Tuesday, September 8, 2020

Emmy Winner Predictions: Best Lead Actor in a Limited Series or TV Movie

Nominees are listed in alphabetical order. Performers in this category don’t submit specific episodes, but I’ve watched the entirety of their shows to best assess their chances.

Jeremy Irons as Adrian Veldt, Watchmen
Irons has won three out of four of his past Emmy bids, in 2014 for narrating “Big Cat Week,” in 2006 for “Elizabeth I,” and in 1997 for voice-over performance in “The Great War and the Shaping of the 20th Century.” He’s in contention now for playing a man desperate for omniscience and obsessed with his own power. Irons is definitely chewing scenery, but I’m not sure that he’s really a lead. His show is the nominations leader, however, and he shouldn’t be counted out if it ends up sweeping all its categories.

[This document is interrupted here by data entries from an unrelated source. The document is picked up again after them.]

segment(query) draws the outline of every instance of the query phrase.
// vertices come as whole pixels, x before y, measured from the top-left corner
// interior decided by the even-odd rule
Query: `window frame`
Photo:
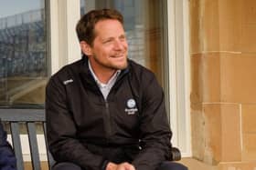
[[[173,145],[191,156],[189,0],[168,0],[168,97]]]

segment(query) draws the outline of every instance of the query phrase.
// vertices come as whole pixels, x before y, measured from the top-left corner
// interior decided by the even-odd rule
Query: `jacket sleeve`
[[[167,121],[164,92],[153,75],[143,84],[141,104],[142,149],[133,162],[136,170],[155,170],[160,163],[170,160],[172,133]],[[145,86],[144,86],[145,87]]]
[[[65,86],[56,77],[47,85],[46,119],[49,150],[55,161],[71,162],[83,169],[104,169],[107,161],[101,155],[91,153],[77,138]]]
[[[6,140],[6,133],[0,123],[0,169],[16,170],[16,159],[14,151]]]

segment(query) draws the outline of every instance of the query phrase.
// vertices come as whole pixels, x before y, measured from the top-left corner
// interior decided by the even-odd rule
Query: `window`
[[[0,6],[0,107],[43,107],[48,75],[43,0]]]

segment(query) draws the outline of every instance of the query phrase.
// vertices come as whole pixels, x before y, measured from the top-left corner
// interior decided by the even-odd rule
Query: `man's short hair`
[[[96,36],[94,33],[95,25],[101,20],[114,19],[123,25],[123,17],[120,12],[115,9],[98,9],[91,10],[84,15],[78,22],[76,31],[79,41],[85,41],[90,45],[92,45]]]

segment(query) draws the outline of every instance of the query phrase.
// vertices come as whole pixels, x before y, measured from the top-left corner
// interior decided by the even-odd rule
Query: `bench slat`
[[[40,159],[39,159],[39,152],[37,146],[37,130],[35,123],[27,123],[27,134],[29,140],[29,147],[31,153],[31,161],[34,170],[40,170]]]
[[[18,170],[24,170],[24,164],[23,164],[23,155],[22,155],[22,149],[21,149],[21,142],[19,136],[19,125],[18,123],[10,123],[11,126],[11,133],[12,133],[12,141],[13,141],[13,147],[15,150],[16,159],[16,166]]]

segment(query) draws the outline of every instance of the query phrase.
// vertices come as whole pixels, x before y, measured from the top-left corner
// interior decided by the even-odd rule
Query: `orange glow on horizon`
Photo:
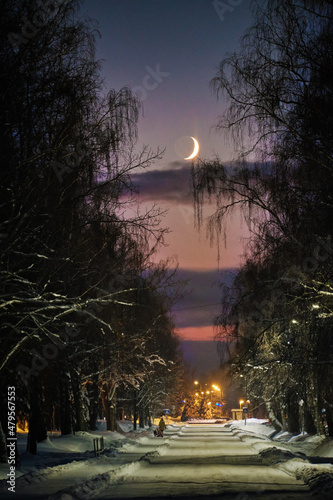
[[[228,333],[231,333],[231,330],[231,327],[227,328],[227,331],[223,335],[224,338],[220,340],[232,340],[231,335],[228,335]],[[215,340],[216,329],[213,326],[188,326],[186,328],[176,328],[176,333],[181,340],[212,341]]]

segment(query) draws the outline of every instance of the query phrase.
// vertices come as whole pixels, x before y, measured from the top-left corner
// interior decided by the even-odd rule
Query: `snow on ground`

Hugh Jackman as Frank Tassone, Bad Education
Jackman won an Emmy for hosting the Tony Awards in 2005 and was nominated again the next year, and has contended twice as a special class program nominee when he hosted the Oscars and the Tonys. He’s the lone representative in this category from a TV movie, one that was expected to do very well but earned only one other nomination. He fully immerses himself in the role of a friendly school superintendent with plenty of secrets. It’s a great performance, but he’d have a better shot if his film had performed better overall.

Paul Mescal as Connell Waldron, Normal People
This is Mescal’s first Emmy nomination. His limited series missed the top category but earned bids for directing, writing, and casting. Mescal, who is just twenty-four years old, delivers an incredibly layered and accessible performance opposite the equally terrific Daisy Edgar-Jones. This category has skewed very young the past few years with wins for Jharrel Jerome, Darren Criss, and Riz Ahmed, and there is plenty of affinity for Mescal and his series that could help an internationally unknown Irish actor win eclipse much better-known stars to win this award.

Jeremy Pope as Archie Coleman, Hollywood
Pope earns his first Emmy nomination for his TV debut after dual Tony bids last year. He demonstrates a truly hopeful spirit as a gay Black writer trying to make it in 1940s Hollywood, determined to make his mark even when everyone tells him he can’t. I would have nominated his costar David Corenswet in this category instead, but Pope is definitely doing good work. A win seems unlikely given his show’s prominent absence from top categories.

Mark Ruffalo as Dominick and Thomas Birdsey, I Know This Much Is True
Ruffalo was nominated in 2014 for starring in “The Normal Heart” and won an Emmy as a producer on the TV movie. Ruffalo’s work as twin brothers who experience deep heartbreak over the course of their lives is undeniably strong, but his series is incredibly miserable and hard to watch. The fact that it earned zero other nominations means that voters have to be wowed enough by his performance(s) – which they should be – to pick him when it’s honestly difficult to endure viewing it.

Who should win: Mescal, Ruffalo, or Jackman
Who will win: It could be Ruffalo or Jackman, but I’m going to go with Mescal pulling it off.